Ride-hailing giant Didi revealed a glimpse at its commission rates and cost structure on Monday in a question-and-answer post published on its platform to address criticism for its cash-burning business model.
Nearly one-third of its commission revenue was spent on driver subsidies over the fourth quarter of 2018. Operating costs were roughly equivalent to 21% of total fare revenue from its private car hailing business during this time, Chen Xi, executive president of Didi’s Ride-sharing Business Group, said on Monday. Meanwhile, fourth quarter average commission rate was 19% of fare revenue, and the 2% difference was recorded as operating losses.
Chen stressed the continued losses could not last long, promising more efforts on cost reduction in order to “run businesses in a sustainable way.”
Additionally, driver subsidies accounted for 7% of total fare revenue during the same period, the company said, explaining that driver incentives were a critical tool to meet market demand during the peak times.
This was the first glimpse of Didi’s internal finances as questions mount about its fiscal viability as well as safety on its platform. According to an internal file obtained by Chinese media, the Chinese ride-hailing firm recorded a loss of RMB 10.9 billion (roughly $1.48 billion) in 2018, nearly five times the reported $400 million in losses booked in 2017.
Didi had expected 2018 to be a profitable year, according to Chinese media reports in March 2018 citing industry sources. But by October, following the murders of two female passengers in May and August, its priorities shifted to security, according to a corporate executive cited by the Wall Street Journal.

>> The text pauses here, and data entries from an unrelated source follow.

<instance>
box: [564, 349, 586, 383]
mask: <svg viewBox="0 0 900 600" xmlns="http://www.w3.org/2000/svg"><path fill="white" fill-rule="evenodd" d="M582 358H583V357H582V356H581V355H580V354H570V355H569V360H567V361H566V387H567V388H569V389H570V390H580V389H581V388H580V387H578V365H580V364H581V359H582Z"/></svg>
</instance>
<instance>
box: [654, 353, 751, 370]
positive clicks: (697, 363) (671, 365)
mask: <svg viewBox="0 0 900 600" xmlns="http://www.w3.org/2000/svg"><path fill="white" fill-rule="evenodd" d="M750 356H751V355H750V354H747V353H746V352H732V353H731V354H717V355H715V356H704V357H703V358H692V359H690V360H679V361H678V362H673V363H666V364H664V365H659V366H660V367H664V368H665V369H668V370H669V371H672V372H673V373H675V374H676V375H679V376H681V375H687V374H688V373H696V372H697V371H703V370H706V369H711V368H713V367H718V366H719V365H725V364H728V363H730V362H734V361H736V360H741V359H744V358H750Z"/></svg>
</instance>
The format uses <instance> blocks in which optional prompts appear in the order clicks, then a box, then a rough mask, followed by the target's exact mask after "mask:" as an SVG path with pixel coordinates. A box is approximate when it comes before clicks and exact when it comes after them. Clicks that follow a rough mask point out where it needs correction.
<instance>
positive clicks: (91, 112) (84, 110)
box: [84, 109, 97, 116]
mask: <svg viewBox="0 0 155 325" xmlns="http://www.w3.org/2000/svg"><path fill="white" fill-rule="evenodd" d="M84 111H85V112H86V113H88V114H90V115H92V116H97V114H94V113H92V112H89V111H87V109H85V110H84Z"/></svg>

Global ride-hailing giants share a common problem of huge losses despite robust commission revenues, as competition in the worldwide ride-hailing market remains intense. Uber reported $3.03 billion in operating losses in 2018, and has run at a loss for three consecutive years beginning in 2016, according to its SEC filing from earlier this month. Its core ride-hailing business had a 22% commission rate over the past year, and the US ride giant continues to offer subsidies to drivers to gain market share around the world.